Nanoscaled, membranous, cellular protrusions, tunneling nanotubes (TNT), in which the cargoes are directly transferred from one cell to another, have been recently described in various cell types in vitro and in vivo(1, 5-7). TNT-like protrusions are involved in the delivery of diverse cargoes from cell to cell: vesicles, calcium signals (8), HIV, influenza propagation(9, 10), transport lysosomes, mitochondria, and mRNA(11-17). Notably, TNT-like protrusions are also involved in proteins involved in cancer progression, for example, P-glycoprotein, and in neurodegenerative diseases, for example, prions, tau, and α-synuclein(18-26).
Despite these studies, the presence of TNT-like protrusions or their roles in mammalian brain functions remains unknown.

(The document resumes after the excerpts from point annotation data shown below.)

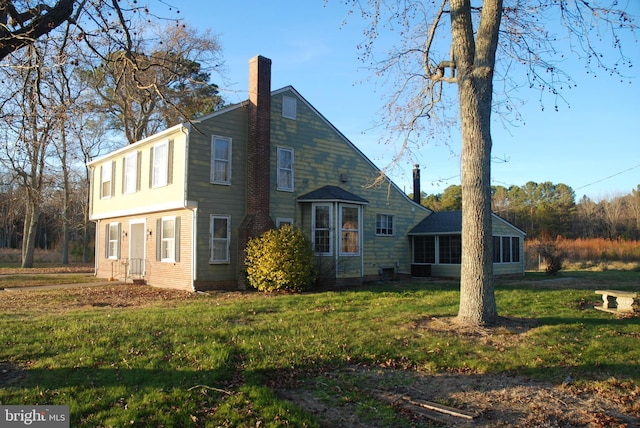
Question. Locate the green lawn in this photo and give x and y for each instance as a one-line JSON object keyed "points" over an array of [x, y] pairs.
{"points": [[217, 359]]}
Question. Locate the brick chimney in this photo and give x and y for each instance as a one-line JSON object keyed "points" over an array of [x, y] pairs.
{"points": [[259, 144], [257, 219], [416, 183]]}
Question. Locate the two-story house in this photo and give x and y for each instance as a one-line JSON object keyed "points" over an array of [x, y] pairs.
{"points": [[177, 208]]}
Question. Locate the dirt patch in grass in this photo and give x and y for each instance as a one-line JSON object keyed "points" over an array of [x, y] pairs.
{"points": [[496, 400], [76, 268], [99, 296]]}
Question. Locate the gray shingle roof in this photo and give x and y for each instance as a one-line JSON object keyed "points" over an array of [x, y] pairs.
{"points": [[332, 193], [439, 222]]}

Rhes engineers TNT-like cellular protrusions and transport vesicular and protein cargoes between cells
We recently discovered that Rhes, which consists of small GTPase (1-171 aa) and SUMO E3-like domain (171-266 aa)(27, 28), play an essential role in the formation of TNT-like protrusions. Rhes is highly expressed in the MSNs and cholinergic interneurons in the striatum; it is also expressed to some extent in the cortex and the hippocampus(29-31). We ascribed several new roles for Rhes in the striatum in PD(32), inhibitory motor activity(33), and HD(34), which is consistent with independent reports(35-42). We found Rhes promotes posttranslational modification of mHTT with a small ubiquitin-like modifier (SUMO) and promotes cellular toxicity(35). Rhes also plays a critical role in mutant, tau-mediated pathology(43). In addition, a rare, highly conserved de novo mutation (R57H) in Rhes was detected in twins diagnosed on the autistic spectrum(44). Despite these studies, the mechanisms by which Rhes regulates distinct striatal functions remain unclear.

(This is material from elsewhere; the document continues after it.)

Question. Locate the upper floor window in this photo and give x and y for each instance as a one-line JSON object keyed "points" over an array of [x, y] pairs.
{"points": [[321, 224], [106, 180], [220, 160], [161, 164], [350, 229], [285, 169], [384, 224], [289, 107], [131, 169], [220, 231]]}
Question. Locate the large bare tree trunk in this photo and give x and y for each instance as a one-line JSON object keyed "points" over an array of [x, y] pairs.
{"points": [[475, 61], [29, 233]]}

Recently, we found that Rhes travels from cell to cell as vesicular puncta from one cell (donor) to another cell (acceptor) via the TNT-like cellular protrusion “Rhes tunnel” (Fig. 1A, white arrow)(45). Rhes vesicular puncta (blue arrow) do not directly enter the lumen of the acceptor cell; rather, they slide along the plasma membrane (arrowhead) before entering the cytoplasm of the acceptor neuronal cells (Fig. 1A)(45). Scanning electron microscopy (SEM) revealed Rhes tunnels appeared to connect two cells, and their surface showed a seamless transition with the surface of connected cells (Fig. 1B)(45). Furthermore, we discovered that lysosomes, endosomes, and mHTT, the genetic cause of HD, are readily transported in Rhes tunnels(45) (Movie 1). The lipid modification domain of Rhes (C263) and SUMO E3 ligase domain contributes to the formation of the TNT-like Rhes tunnel and cargo transport(45).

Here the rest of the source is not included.